We had debated about whether or not to eat there. After all, those stars don't come cheaply. Not for the chef. Certainly not for the customer. But as one of our travelling companions pointed out, we're not likely to be back in Brussels in the immediate future, and wouldn't it be a shame to not eat in the nicest restaurant the city and probably the country has to offer? If we didn't, we'd always wonder what dinner might have been like.
Fortunately, we were able to get reservations only two weeks in advance. With most of Europe, and certainly the EU's capital, essentially shut down during August, we were able to circumvent the normal month-long lead time for reservations. Needless to say, we were quite excited, despite the fact that the restaurant requires that men wear a jacket and tie.
Even before you start eating at Comme Chez Soi, the restaurant makes an impression. The decor is done with a distinct nod to Horta, the father of Art Nouveau. With graceful curves, flowing lines, and delicate ornamentation the pictures on the restaurant's Flash-heavy web site simply don't do it justice.
Next the menu. The only thing I didn't like about the restaurant is that the most expensive prix fixe, the best the chef has to offer, requires 4 people at your table to order it. Since it didn't have universal appeal at our table, we couldn't get it. The other two menus only require a minimum of two people, which was easily doable. Indeed, three of us immediately went for the second-best menu.
This menu did have an advantage, however; for a small supplement, you could change your opener to be truffled pate de foie gras d'oie. Of course, eating it made me fume with jealousy that the Europeans can eat this whenever they wish (while duck liver pate is common in the U.S., goose liver pate is illegal for import and production). Well, I only fumed between bites. During the bites I was too busy exulting. Melissa and I each got a glass of Sauternes to go with our foie gras, one of the gourmet world's most classic pairings. You can't fault any meal that starts out like that.
Our next course was a "duet" of pike and herring, two pieces of each fish lightly cooked with a nice light sauce. We opted for a Sancerre to go with this dish, and I think it worked relatively well. This was followed by roasted guinea fowl with a cherry sauce, a modern re-interpretation of a Flemish classic. To go with this, I opted for a Guigal Cote Rotie. Probably something a little less powerful would have been fine, but I love Northern Rhone wines, and not only is Guigal a great producer, his Cote Rotie is said to be among his very best. This wine smelled like walking into a really high-end leather shop, and felt wonderful in the mouth. Oh, right. The food was good too.

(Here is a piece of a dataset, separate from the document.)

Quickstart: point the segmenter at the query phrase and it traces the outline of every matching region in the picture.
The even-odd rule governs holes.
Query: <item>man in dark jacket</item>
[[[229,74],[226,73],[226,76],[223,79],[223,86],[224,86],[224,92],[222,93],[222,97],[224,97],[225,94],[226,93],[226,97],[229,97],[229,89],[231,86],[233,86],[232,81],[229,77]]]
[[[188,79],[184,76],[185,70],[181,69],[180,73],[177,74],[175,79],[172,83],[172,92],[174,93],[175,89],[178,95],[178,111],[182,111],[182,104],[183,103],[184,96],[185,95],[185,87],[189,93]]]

Dessert was a selection of three "intense" chocolate desserts. Basically, three different types of preparation, featuring different levels of chocolate and different flavorings. Even I, who normally doesn't like coffee, enjoyed the chocolate and coffee mousse. As is de rigueur in nice restaurants these days, the meal was bracketed on one end by amuses-bouches, small delicacies which excite the palate and get it ready for the meal to come, and on the other by a mignardise, the small confections which come after the dessert, giving the mouth an opportunity to come down slowly.
So dinner was pretty spectacular. I was impressed enough that I bought the restaurant's massive cookbook. Comme Chez Soi clearly earns its three stars, and it was worth the expense. But is it the best meal I've ever eaten? Well, no. It's probably second, but I'm beginning to realize that I have ruined myself for nice restaurants. Dinner at The French Laundry changes your perspective entirely, and I have a feeling that the only time I'm going to enjoy any meal more than the one I had at The French Laundry is some other meal there. Nonetheless, I have no problem looking for runners-up!